Explication : Argot de la police utilisé lors de la réponse à l’attaque – Pourquoi le train a continué à rouler
Écrit par Martin Blunt, correspondant criminel, Huntingdon
La police a activé un code « Platon » pour tous les services d’urgence en réponse initiale à l’attaque au couteau dans le train de Huntingdon, mais il n’a pas été déterminé qu’il s’agissait d’une attaque terroriste.
Platon est appelé à enquêter sur un incident grave au cours duquel un suspect est en fuite et a causé, ou est susceptible de causer, des blessures graves.
Bien que ce mot de code n’implique pas en soi une attaque terroriste, il est souvent utilisé lors d’incidents terroristes.
Dans la réponse de Platon, les ambulanciers paramédicaux, les pompiers et autres premiers intervenants sont envoyés à un point de rendez-vous sûr pendant que des policiers armés entrent sur les lieux et s’occupent du suspect.
Platon décrit une situation dans laquelle les intervenants non armés sont vulnérables et obligés de battre en retraite jusqu’à ce qu’ils puissent s’approcher des blessés en toute sécurité.
Il est entendu que, bien qu’il y ait des exceptions, le service d’ambulance de l’Est de l’Angleterre dispose d’une équipe spéciale d’intervention en zone dangereuse (HART) qui est autorisée à accompagner la police armée jusqu’à la plate-forme où les deux suspects ont été arrêtés.
Platon a été rappelé une fois que les autres premiers intervenants ont été autorisés à entrer.
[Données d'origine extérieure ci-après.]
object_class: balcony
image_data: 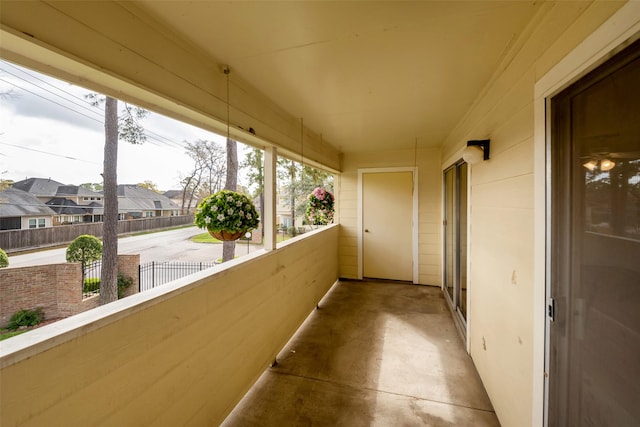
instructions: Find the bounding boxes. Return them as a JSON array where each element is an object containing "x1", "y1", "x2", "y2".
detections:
[
  {"x1": 1, "y1": 227, "x2": 339, "y2": 425},
  {"x1": 222, "y1": 280, "x2": 498, "y2": 426},
  {"x1": 0, "y1": 226, "x2": 497, "y2": 426}
]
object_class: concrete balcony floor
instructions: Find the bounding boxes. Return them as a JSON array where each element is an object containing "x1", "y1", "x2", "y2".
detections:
[{"x1": 222, "y1": 280, "x2": 500, "y2": 426}]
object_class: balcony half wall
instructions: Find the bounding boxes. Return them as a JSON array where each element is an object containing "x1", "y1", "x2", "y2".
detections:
[{"x1": 0, "y1": 225, "x2": 339, "y2": 427}]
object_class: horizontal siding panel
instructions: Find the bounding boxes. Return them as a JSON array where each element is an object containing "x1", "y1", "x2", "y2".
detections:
[
  {"x1": 471, "y1": 174, "x2": 534, "y2": 210},
  {"x1": 1, "y1": 226, "x2": 339, "y2": 426},
  {"x1": 471, "y1": 138, "x2": 534, "y2": 187}
]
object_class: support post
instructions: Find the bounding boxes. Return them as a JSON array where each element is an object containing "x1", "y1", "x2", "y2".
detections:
[{"x1": 264, "y1": 146, "x2": 277, "y2": 251}]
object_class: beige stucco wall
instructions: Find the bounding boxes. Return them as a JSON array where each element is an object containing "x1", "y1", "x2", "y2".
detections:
[
  {"x1": 338, "y1": 148, "x2": 442, "y2": 285},
  {"x1": 439, "y1": 2, "x2": 631, "y2": 426},
  {"x1": 0, "y1": 227, "x2": 339, "y2": 426}
]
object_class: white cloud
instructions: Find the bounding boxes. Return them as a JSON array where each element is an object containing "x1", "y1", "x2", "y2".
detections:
[{"x1": 0, "y1": 60, "x2": 239, "y2": 191}]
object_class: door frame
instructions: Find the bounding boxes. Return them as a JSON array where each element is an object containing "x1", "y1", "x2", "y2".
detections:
[
  {"x1": 533, "y1": 5, "x2": 640, "y2": 426},
  {"x1": 357, "y1": 167, "x2": 419, "y2": 283}
]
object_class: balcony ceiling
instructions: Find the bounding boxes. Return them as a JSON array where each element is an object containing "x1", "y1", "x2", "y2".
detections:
[{"x1": 134, "y1": 1, "x2": 541, "y2": 153}]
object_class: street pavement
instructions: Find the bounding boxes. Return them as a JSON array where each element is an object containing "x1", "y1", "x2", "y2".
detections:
[{"x1": 6, "y1": 226, "x2": 261, "y2": 268}]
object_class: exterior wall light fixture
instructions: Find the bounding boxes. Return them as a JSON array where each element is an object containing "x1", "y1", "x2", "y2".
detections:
[{"x1": 462, "y1": 139, "x2": 491, "y2": 165}]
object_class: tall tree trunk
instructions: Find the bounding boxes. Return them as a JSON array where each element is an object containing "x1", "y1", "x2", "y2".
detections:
[
  {"x1": 222, "y1": 137, "x2": 238, "y2": 262},
  {"x1": 100, "y1": 96, "x2": 119, "y2": 304}
]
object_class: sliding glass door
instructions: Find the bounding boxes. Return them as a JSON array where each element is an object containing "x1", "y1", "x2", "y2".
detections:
[{"x1": 443, "y1": 162, "x2": 468, "y2": 327}]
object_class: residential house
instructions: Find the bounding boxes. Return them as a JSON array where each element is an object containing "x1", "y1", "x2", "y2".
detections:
[
  {"x1": 118, "y1": 184, "x2": 180, "y2": 219},
  {"x1": 1, "y1": 2, "x2": 638, "y2": 426},
  {"x1": 12, "y1": 178, "x2": 104, "y2": 224},
  {"x1": 163, "y1": 189, "x2": 199, "y2": 214},
  {"x1": 11, "y1": 177, "x2": 65, "y2": 201},
  {"x1": 0, "y1": 187, "x2": 56, "y2": 230}
]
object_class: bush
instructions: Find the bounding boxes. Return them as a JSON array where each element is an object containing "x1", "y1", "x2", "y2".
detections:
[
  {"x1": 117, "y1": 273, "x2": 134, "y2": 298},
  {"x1": 66, "y1": 235, "x2": 102, "y2": 266},
  {"x1": 6, "y1": 308, "x2": 44, "y2": 331},
  {"x1": 0, "y1": 248, "x2": 8, "y2": 268},
  {"x1": 83, "y1": 278, "x2": 101, "y2": 294},
  {"x1": 82, "y1": 274, "x2": 134, "y2": 298}
]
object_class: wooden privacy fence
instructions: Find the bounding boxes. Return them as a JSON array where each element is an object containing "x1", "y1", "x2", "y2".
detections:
[{"x1": 0, "y1": 215, "x2": 194, "y2": 252}]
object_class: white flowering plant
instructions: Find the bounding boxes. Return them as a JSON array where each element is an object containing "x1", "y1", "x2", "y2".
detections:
[
  {"x1": 305, "y1": 187, "x2": 334, "y2": 225},
  {"x1": 194, "y1": 190, "x2": 260, "y2": 234}
]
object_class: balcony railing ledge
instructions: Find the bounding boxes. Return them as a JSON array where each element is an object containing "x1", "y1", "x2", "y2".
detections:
[{"x1": 1, "y1": 224, "x2": 339, "y2": 369}]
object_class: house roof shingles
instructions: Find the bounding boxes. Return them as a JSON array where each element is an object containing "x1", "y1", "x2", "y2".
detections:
[
  {"x1": 117, "y1": 185, "x2": 179, "y2": 212},
  {"x1": 0, "y1": 188, "x2": 57, "y2": 217},
  {"x1": 45, "y1": 198, "x2": 103, "y2": 215},
  {"x1": 56, "y1": 185, "x2": 103, "y2": 197},
  {"x1": 6, "y1": 179, "x2": 177, "y2": 216},
  {"x1": 12, "y1": 178, "x2": 66, "y2": 197}
]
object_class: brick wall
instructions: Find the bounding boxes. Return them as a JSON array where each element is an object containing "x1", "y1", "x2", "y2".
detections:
[
  {"x1": 0, "y1": 263, "x2": 79, "y2": 325},
  {"x1": 0, "y1": 255, "x2": 140, "y2": 326},
  {"x1": 118, "y1": 254, "x2": 140, "y2": 298}
]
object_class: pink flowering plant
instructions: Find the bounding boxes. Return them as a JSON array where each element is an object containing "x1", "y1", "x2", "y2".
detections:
[
  {"x1": 305, "y1": 187, "x2": 335, "y2": 225},
  {"x1": 194, "y1": 190, "x2": 259, "y2": 233}
]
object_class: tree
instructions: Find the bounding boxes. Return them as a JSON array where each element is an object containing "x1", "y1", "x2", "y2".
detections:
[
  {"x1": 87, "y1": 93, "x2": 148, "y2": 304},
  {"x1": 180, "y1": 139, "x2": 227, "y2": 213},
  {"x1": 101, "y1": 96, "x2": 120, "y2": 304},
  {"x1": 241, "y1": 147, "x2": 264, "y2": 232},
  {"x1": 137, "y1": 180, "x2": 160, "y2": 193},
  {"x1": 66, "y1": 235, "x2": 102, "y2": 284},
  {"x1": 277, "y1": 158, "x2": 299, "y2": 235},
  {"x1": 203, "y1": 140, "x2": 227, "y2": 195},
  {"x1": 0, "y1": 247, "x2": 8, "y2": 268},
  {"x1": 0, "y1": 179, "x2": 13, "y2": 191},
  {"x1": 276, "y1": 160, "x2": 333, "y2": 233},
  {"x1": 178, "y1": 174, "x2": 200, "y2": 214},
  {"x1": 222, "y1": 137, "x2": 238, "y2": 262},
  {"x1": 0, "y1": 170, "x2": 13, "y2": 190},
  {"x1": 79, "y1": 182, "x2": 103, "y2": 192},
  {"x1": 66, "y1": 234, "x2": 102, "y2": 265}
]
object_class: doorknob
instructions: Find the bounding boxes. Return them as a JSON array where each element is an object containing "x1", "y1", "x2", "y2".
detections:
[{"x1": 365, "y1": 229, "x2": 369, "y2": 232}]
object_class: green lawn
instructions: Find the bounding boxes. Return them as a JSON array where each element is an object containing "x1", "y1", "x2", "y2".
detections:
[
  {"x1": 191, "y1": 232, "x2": 222, "y2": 243},
  {"x1": 191, "y1": 232, "x2": 292, "y2": 244}
]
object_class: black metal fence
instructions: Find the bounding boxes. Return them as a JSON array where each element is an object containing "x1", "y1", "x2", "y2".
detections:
[
  {"x1": 82, "y1": 259, "x2": 216, "y2": 298},
  {"x1": 82, "y1": 260, "x2": 102, "y2": 299},
  {"x1": 139, "y1": 261, "x2": 218, "y2": 291}
]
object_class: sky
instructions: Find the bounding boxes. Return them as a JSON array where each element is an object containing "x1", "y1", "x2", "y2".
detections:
[{"x1": 0, "y1": 59, "x2": 235, "y2": 192}]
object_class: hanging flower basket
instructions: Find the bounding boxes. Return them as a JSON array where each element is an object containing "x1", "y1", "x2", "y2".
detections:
[
  {"x1": 305, "y1": 187, "x2": 335, "y2": 226},
  {"x1": 194, "y1": 190, "x2": 260, "y2": 241},
  {"x1": 208, "y1": 229, "x2": 246, "y2": 241}
]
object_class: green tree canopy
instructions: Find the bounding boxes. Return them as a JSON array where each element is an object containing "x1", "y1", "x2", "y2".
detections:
[
  {"x1": 66, "y1": 235, "x2": 103, "y2": 266},
  {"x1": 137, "y1": 180, "x2": 160, "y2": 193}
]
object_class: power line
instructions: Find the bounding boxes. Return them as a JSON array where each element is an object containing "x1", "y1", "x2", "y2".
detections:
[
  {"x1": 0, "y1": 64, "x2": 105, "y2": 120},
  {"x1": 1, "y1": 61, "x2": 103, "y2": 112},
  {"x1": 0, "y1": 77, "x2": 104, "y2": 125},
  {"x1": 0, "y1": 141, "x2": 101, "y2": 164},
  {"x1": 0, "y1": 76, "x2": 184, "y2": 152},
  {"x1": 1, "y1": 63, "x2": 186, "y2": 151}
]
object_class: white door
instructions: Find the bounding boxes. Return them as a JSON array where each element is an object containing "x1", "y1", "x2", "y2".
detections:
[{"x1": 362, "y1": 171, "x2": 413, "y2": 281}]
C’était une partie importante de l’opération.
Comment Platon a été utilisé jusqu’à présent – et comment les exercices peuvent aider
M. Plato a été appelé lors de la première réponse à l’attentat à la bombe de la Manchester Arena en 2017, mais les pompiers n’ont pas été informés pendant deux heures que l’appel avait été annulé. Cela signifie que les pompiers n’ont pas participé aux secours.
La police britannique des transports était peut-être mieux placée pour répondre aux attaques au couteau d’hier, car elle menait un exercice d’urgence en mars lorsqu’un homme armé d’un couteau est devenu fou furieux dans un train au sud de Peterborough.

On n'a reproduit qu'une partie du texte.